Em pacientes com cirrose e suspeita de hemorragia digestiva alta por varizes esofágicas, o tratamento farmacológico com vasoconstritores esplâncnicos (terlipressina, octreotide ou somatostatina) deve ser iniciado o mais rápido possível, mesmo antes da endoscopia, para controlar o sangramento e estabilizar o paciente.
A hemorragia digestiva alta (HDA) por varizes esofágicas é uma complicação grave da cirrose hepática, associada a alta morbimortalidade. O manejo inicial rápido e eficaz é fundamental para a sobrevida do paciente. A suspeita deve ser alta em pacientes cirróticos com sangramento digestivo, e a abordagem deve ser agressiva e coordenada. O tratamento da HDA varicosa é multifacetado, envolvendo ressuscitação volêmica, proteção de via aérea, antibioticoprofilaxia e terapia farmacológica.
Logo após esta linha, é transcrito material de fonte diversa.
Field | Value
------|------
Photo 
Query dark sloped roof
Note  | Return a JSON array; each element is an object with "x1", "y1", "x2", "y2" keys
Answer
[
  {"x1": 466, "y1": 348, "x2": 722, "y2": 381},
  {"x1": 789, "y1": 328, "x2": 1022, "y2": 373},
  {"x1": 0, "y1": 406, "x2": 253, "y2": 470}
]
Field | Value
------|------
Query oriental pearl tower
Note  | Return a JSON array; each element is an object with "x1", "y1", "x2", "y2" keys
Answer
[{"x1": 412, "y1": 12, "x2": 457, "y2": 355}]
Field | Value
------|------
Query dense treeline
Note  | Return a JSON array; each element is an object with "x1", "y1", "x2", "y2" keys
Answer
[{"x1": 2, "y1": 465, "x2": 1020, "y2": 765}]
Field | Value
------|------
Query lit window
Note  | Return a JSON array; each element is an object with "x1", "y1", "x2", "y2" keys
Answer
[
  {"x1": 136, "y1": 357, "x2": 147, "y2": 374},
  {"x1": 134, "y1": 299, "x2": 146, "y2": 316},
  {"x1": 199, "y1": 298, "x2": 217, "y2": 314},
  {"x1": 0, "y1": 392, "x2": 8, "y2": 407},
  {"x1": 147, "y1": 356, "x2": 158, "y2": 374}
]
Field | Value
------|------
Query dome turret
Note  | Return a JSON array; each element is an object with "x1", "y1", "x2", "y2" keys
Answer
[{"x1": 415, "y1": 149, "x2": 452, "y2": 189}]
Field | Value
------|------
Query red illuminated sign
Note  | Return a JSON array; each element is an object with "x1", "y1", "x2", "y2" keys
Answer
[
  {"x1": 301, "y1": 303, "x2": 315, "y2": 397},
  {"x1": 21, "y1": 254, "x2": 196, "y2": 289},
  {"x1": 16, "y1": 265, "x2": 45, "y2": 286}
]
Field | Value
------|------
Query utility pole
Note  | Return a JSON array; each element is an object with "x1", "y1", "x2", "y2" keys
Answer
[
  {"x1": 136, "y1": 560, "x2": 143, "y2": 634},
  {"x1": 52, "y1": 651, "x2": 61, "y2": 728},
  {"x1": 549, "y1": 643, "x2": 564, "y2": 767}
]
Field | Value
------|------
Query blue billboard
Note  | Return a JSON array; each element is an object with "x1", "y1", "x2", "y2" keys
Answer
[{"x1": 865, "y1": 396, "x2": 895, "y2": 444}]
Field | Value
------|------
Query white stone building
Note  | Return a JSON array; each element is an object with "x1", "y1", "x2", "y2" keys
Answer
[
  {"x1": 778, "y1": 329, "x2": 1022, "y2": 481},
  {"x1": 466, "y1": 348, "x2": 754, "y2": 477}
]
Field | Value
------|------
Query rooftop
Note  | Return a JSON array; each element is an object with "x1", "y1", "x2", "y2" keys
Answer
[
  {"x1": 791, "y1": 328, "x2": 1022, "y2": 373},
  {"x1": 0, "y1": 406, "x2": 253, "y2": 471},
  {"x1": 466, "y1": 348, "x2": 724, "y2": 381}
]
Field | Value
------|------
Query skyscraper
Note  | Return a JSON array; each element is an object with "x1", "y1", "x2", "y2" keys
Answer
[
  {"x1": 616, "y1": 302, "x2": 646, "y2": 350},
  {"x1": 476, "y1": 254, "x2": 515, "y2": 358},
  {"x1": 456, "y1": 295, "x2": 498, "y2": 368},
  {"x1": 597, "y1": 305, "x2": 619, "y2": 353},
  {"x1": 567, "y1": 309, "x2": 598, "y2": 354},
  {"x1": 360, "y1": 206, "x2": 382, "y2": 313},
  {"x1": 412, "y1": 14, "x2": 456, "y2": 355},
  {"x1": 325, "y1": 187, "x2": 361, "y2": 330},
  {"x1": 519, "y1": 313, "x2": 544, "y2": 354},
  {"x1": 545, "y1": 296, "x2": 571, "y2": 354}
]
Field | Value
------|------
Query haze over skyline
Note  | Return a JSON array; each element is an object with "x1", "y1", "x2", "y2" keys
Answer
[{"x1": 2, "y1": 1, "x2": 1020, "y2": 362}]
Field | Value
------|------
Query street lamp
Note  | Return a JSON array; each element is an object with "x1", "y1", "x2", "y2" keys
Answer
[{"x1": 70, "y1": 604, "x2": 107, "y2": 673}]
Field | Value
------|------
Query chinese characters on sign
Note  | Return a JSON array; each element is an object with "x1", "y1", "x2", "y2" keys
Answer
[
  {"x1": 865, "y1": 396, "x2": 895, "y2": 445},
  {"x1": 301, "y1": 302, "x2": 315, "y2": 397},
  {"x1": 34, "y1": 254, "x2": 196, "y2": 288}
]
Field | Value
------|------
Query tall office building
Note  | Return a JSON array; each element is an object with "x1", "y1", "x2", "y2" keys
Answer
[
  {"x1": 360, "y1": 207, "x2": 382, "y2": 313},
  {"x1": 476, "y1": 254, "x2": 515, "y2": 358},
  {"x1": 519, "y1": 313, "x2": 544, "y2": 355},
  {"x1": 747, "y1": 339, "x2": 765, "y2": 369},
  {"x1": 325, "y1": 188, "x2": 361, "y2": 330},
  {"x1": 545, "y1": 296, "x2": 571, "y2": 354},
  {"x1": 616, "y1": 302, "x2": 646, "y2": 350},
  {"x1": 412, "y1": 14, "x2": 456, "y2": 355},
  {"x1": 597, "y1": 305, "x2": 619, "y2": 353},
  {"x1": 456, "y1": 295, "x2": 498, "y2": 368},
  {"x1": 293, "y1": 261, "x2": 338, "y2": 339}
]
As drogas vasoativas, como terlipressina, octreotide e somatostatina, são pilares do tratamento inicial e devem ser administradas o mais rapidamente possível, idealmente antes mesmo da realização da endoscopia digestiva alta. Esses agentes atuam promovendo vasoconstrição esplâncnica, o que reduz o fluxo sanguíneo portal e, consequentemente, a pressão nas varizes esofágicas, diminuindo o sangramento. A endoscopia digestiva alta, com ligadura elástica ou escleroterapia, é o tratamento definitivo, mas a terapia farmacológica precoce melhora o controle do sangramento e a sobrevida até a intervenção endoscópica.
As drogas de primeira linha são os vasoconstritores esplâncnicos, como terlipressina, octreotide e somatostatina, que reduzem o fluxo sanguíneo portal e, consequentemente, a pressão nas varizes esofágicas, diminuindo o sangramento.
O início precoce da terapia farmacológica ajuda a controlar o sangramento, estabilizar o paciente e melhorar as condições para a realização da endoscopia, aumentando a taxa de sucesso do tratamento endoscópico e a sobrevida.
A terlipressina é um análogo da vasopressina que causa vasoconstrição esplâncnica seletiva, reduzindo o fluxo sanguíneo portal e a pressão nas varizes esofágicas, diminuindo assim o sangramento e melhorando a perfusão sistêmica.